= Hafsa Bekri =

Moroccan poet and writer of a book of short stories

Hafsa Bekri-Lamrani (born 1948) is a Moroccan poet and writer of a book of short stories, Jellabiates (2001). She published: Tendresse et autres lumières and Sparks of Life, two collections of poetry at Aïni Bennai editions, Casablanca (2004). In 2021 she published Et pourtant elle rêve, a novel in French.She was invited for a writing residence in 2002 in England (Art-UK - Writing on the Wall) in Hadrian's Wall region where there were Moroccans at the beginning of the second century. A journal of this residence is published on the net: Berbers in Solway: Journal of a Moroccan poet. In 2009 she published The call of Hagar in Women writing Africa, The Northern Region (Feminist Press New York.) She is a member of the Centre d’études et de recherche sur la Méditerranée and of the Medina Sociocultural association. She was a nominee in 2012 for the Moroccan Women Mentoring and Networking Award.

She lives in Casablanca, where she retired as an English Teacher . She is a founding member of the first House of Poetry in Morocco and of the Center for Mediterranean Center and In 2001 became a member of the Union of Moroccan Writers.

In 1995 Hafsa participated in the 4th Conference on Women in Beijing where she presented a research paper entitled : "Signs and Sounds of Maghrebi Women".

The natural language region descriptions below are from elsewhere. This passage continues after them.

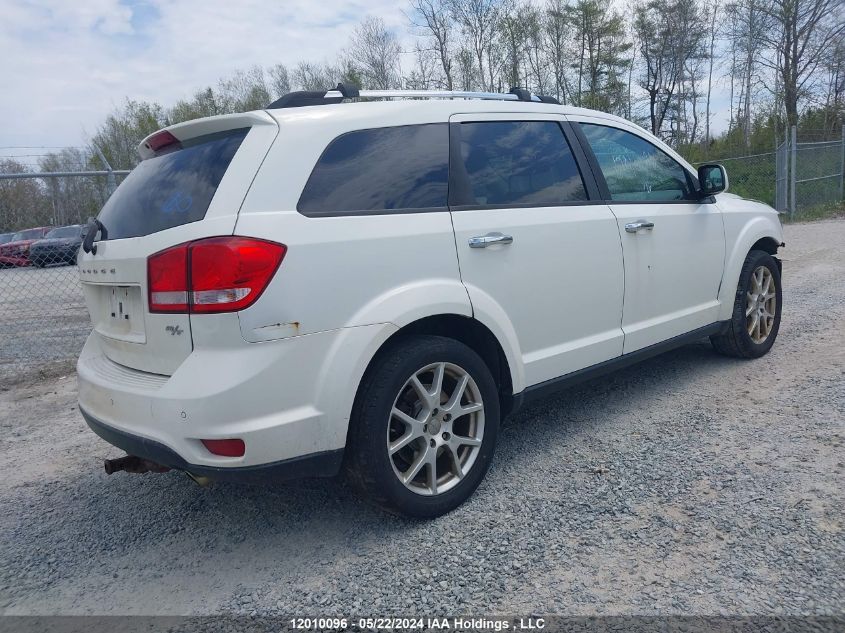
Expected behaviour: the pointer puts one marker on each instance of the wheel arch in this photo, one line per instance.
(467, 330)
(760, 233)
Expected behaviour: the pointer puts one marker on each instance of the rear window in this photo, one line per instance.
(29, 234)
(380, 170)
(66, 231)
(172, 188)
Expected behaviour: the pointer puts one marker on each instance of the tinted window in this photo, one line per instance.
(519, 162)
(173, 188)
(66, 231)
(381, 169)
(636, 170)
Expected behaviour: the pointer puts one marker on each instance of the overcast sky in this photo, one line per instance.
(65, 64)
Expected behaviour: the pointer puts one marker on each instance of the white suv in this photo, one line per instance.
(374, 285)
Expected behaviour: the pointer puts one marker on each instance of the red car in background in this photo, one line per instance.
(16, 251)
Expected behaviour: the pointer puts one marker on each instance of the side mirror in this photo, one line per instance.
(712, 179)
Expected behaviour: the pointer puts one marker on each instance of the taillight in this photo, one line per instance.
(167, 280)
(226, 448)
(217, 274)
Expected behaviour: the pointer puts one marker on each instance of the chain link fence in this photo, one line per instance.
(43, 318)
(797, 178)
(44, 322)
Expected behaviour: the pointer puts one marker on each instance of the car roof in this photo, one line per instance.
(427, 110)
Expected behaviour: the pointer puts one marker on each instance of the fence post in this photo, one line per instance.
(110, 182)
(842, 166)
(793, 159)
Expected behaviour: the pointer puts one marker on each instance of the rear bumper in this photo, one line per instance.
(14, 260)
(289, 400)
(53, 255)
(325, 464)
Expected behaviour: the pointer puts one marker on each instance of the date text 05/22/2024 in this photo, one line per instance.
(423, 623)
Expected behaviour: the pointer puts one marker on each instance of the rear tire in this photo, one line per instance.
(424, 427)
(755, 320)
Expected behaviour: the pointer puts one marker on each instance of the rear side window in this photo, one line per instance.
(518, 162)
(380, 170)
(172, 188)
(634, 169)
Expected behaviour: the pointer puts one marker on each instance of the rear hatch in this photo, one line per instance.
(189, 186)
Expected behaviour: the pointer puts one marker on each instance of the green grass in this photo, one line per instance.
(825, 211)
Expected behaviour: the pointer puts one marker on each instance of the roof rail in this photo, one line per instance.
(348, 91)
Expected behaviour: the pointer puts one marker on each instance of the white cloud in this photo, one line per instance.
(65, 65)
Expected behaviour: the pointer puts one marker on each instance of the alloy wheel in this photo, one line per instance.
(435, 429)
(760, 305)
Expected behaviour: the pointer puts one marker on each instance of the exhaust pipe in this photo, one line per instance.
(133, 464)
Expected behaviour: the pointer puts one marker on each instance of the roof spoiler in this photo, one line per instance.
(337, 94)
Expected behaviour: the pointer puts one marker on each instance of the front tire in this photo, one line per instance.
(424, 427)
(755, 320)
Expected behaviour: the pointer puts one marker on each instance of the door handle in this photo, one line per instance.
(633, 227)
(483, 241)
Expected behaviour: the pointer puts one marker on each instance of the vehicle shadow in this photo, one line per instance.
(115, 514)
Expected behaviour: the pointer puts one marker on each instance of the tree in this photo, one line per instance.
(669, 36)
(245, 90)
(22, 201)
(123, 129)
(431, 18)
(557, 30)
(713, 10)
(804, 31)
(747, 23)
(478, 20)
(602, 51)
(279, 80)
(375, 53)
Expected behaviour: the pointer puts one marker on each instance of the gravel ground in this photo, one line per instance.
(690, 484)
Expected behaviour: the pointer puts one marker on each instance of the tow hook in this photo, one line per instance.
(199, 479)
(133, 464)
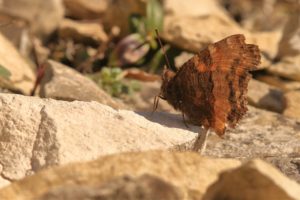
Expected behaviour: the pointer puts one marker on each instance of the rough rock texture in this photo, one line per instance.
(22, 76)
(290, 42)
(112, 13)
(43, 16)
(188, 171)
(262, 134)
(63, 83)
(253, 180)
(83, 9)
(38, 133)
(264, 96)
(82, 32)
(292, 104)
(184, 27)
(146, 187)
(288, 67)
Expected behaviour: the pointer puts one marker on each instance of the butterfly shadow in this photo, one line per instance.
(169, 120)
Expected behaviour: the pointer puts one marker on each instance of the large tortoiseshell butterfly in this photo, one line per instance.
(210, 88)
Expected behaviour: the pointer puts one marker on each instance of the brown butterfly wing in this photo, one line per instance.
(211, 86)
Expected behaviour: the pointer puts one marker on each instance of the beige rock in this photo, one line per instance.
(194, 30)
(63, 83)
(253, 180)
(264, 96)
(82, 32)
(83, 9)
(43, 16)
(144, 100)
(112, 13)
(146, 187)
(283, 84)
(292, 104)
(290, 42)
(188, 171)
(288, 67)
(22, 75)
(38, 133)
(265, 135)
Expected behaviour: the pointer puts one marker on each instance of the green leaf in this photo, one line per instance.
(4, 72)
(154, 15)
(158, 56)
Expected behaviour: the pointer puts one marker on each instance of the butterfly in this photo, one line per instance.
(210, 88)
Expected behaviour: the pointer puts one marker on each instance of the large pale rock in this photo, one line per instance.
(112, 13)
(63, 83)
(82, 32)
(83, 9)
(262, 134)
(253, 180)
(288, 67)
(144, 187)
(43, 16)
(188, 171)
(292, 104)
(38, 133)
(264, 96)
(22, 75)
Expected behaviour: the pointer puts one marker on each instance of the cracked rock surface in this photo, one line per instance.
(37, 133)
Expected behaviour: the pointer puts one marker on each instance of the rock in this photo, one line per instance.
(186, 30)
(288, 67)
(82, 9)
(253, 180)
(82, 32)
(145, 187)
(63, 83)
(22, 75)
(144, 100)
(289, 44)
(261, 134)
(112, 13)
(292, 104)
(283, 84)
(38, 133)
(188, 171)
(264, 96)
(43, 16)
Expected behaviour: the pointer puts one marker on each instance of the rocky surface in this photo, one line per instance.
(185, 29)
(73, 120)
(82, 32)
(288, 67)
(63, 83)
(292, 100)
(264, 96)
(22, 75)
(253, 180)
(188, 171)
(38, 133)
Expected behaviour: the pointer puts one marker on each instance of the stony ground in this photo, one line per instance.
(62, 136)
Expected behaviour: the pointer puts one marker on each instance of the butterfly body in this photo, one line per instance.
(210, 88)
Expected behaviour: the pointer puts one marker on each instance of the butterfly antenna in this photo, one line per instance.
(163, 49)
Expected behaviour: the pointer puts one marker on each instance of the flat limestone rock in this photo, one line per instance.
(38, 133)
(253, 180)
(188, 171)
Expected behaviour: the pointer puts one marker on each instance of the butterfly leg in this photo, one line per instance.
(200, 143)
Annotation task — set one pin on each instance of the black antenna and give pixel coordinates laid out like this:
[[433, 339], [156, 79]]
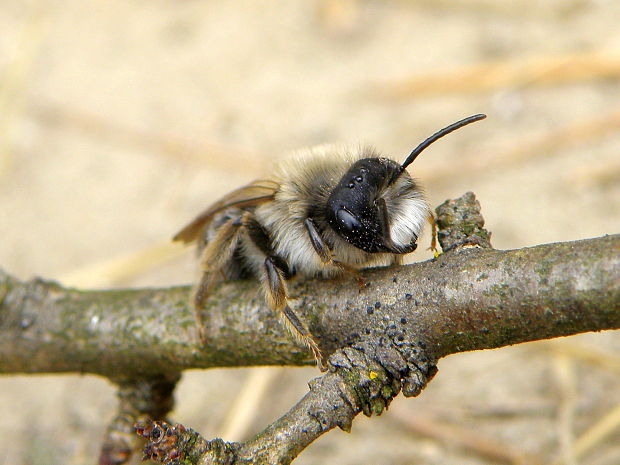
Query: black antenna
[[438, 135]]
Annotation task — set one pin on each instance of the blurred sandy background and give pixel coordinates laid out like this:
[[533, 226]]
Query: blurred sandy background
[[121, 120]]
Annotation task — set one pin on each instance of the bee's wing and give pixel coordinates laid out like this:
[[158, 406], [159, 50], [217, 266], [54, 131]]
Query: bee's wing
[[250, 195]]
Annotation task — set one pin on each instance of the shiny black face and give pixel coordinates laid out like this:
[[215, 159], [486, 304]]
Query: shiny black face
[[354, 209]]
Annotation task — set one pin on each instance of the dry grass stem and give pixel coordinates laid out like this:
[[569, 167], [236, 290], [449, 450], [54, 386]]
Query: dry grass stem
[[119, 269], [509, 74], [248, 402], [485, 447]]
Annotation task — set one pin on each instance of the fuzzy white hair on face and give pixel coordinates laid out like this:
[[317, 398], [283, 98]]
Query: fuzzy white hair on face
[[408, 210]]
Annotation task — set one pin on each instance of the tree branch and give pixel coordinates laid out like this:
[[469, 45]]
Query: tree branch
[[384, 338]]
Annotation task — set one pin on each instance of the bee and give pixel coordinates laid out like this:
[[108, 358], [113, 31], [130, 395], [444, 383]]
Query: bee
[[326, 212]]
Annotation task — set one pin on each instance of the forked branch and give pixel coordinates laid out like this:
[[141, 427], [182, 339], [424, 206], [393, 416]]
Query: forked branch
[[383, 339]]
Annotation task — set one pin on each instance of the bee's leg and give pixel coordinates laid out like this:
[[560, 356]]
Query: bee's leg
[[276, 291], [213, 258], [325, 253], [433, 222]]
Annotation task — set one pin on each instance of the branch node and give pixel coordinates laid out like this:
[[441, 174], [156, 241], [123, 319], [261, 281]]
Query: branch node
[[460, 224], [152, 398], [176, 444]]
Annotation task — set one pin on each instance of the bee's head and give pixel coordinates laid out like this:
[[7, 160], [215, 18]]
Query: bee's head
[[377, 207]]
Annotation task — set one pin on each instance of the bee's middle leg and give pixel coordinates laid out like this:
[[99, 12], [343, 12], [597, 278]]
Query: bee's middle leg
[[274, 283], [213, 258]]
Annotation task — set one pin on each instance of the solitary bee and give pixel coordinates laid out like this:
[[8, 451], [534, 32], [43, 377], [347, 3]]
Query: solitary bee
[[326, 212]]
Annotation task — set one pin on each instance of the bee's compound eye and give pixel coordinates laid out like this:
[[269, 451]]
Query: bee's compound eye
[[347, 220]]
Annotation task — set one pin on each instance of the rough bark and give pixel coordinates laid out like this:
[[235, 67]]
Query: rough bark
[[382, 339]]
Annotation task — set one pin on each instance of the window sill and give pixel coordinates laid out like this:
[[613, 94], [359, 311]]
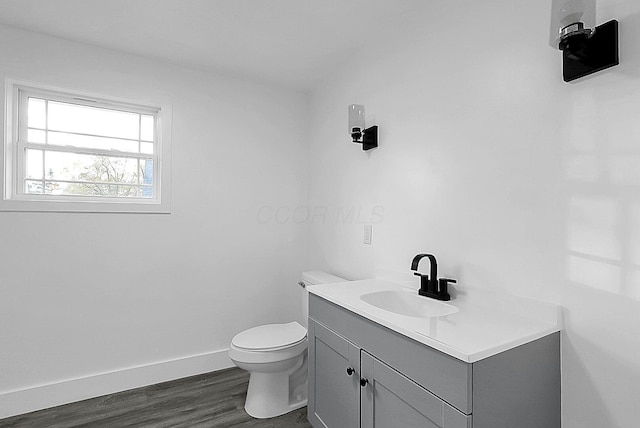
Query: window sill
[[17, 205]]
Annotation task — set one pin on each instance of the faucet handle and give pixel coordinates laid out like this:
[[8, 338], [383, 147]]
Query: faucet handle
[[443, 289]]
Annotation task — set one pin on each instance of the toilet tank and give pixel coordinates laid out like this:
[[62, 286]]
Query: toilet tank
[[312, 278]]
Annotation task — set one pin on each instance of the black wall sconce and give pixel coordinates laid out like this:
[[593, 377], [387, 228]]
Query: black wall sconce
[[368, 137], [584, 50]]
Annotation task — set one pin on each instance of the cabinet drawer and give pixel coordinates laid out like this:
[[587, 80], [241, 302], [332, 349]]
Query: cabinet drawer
[[390, 399], [444, 376]]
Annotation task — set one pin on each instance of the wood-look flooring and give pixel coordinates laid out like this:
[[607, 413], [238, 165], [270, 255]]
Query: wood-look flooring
[[210, 400]]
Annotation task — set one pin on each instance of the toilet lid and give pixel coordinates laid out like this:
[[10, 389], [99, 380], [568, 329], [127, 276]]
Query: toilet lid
[[270, 336]]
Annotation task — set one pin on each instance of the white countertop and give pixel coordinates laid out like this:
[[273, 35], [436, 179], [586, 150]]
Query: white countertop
[[485, 325]]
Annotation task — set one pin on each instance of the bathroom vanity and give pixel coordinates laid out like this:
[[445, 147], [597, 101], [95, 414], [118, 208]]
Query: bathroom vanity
[[486, 363]]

Hafsa had a writing residence in April 2002 in Bowness on Solway, which had originally been a site where Moroccan Auxiliaries had been stationed with Roman Emperor Hadrian. She explored the landscape, grew to know the local people and commented on this small Cumbrian Village's culture, and friendliness. She also gave readings in local Primary Schools and helped to further cement Anglo-Moroccan relations, in a time of heightened tension.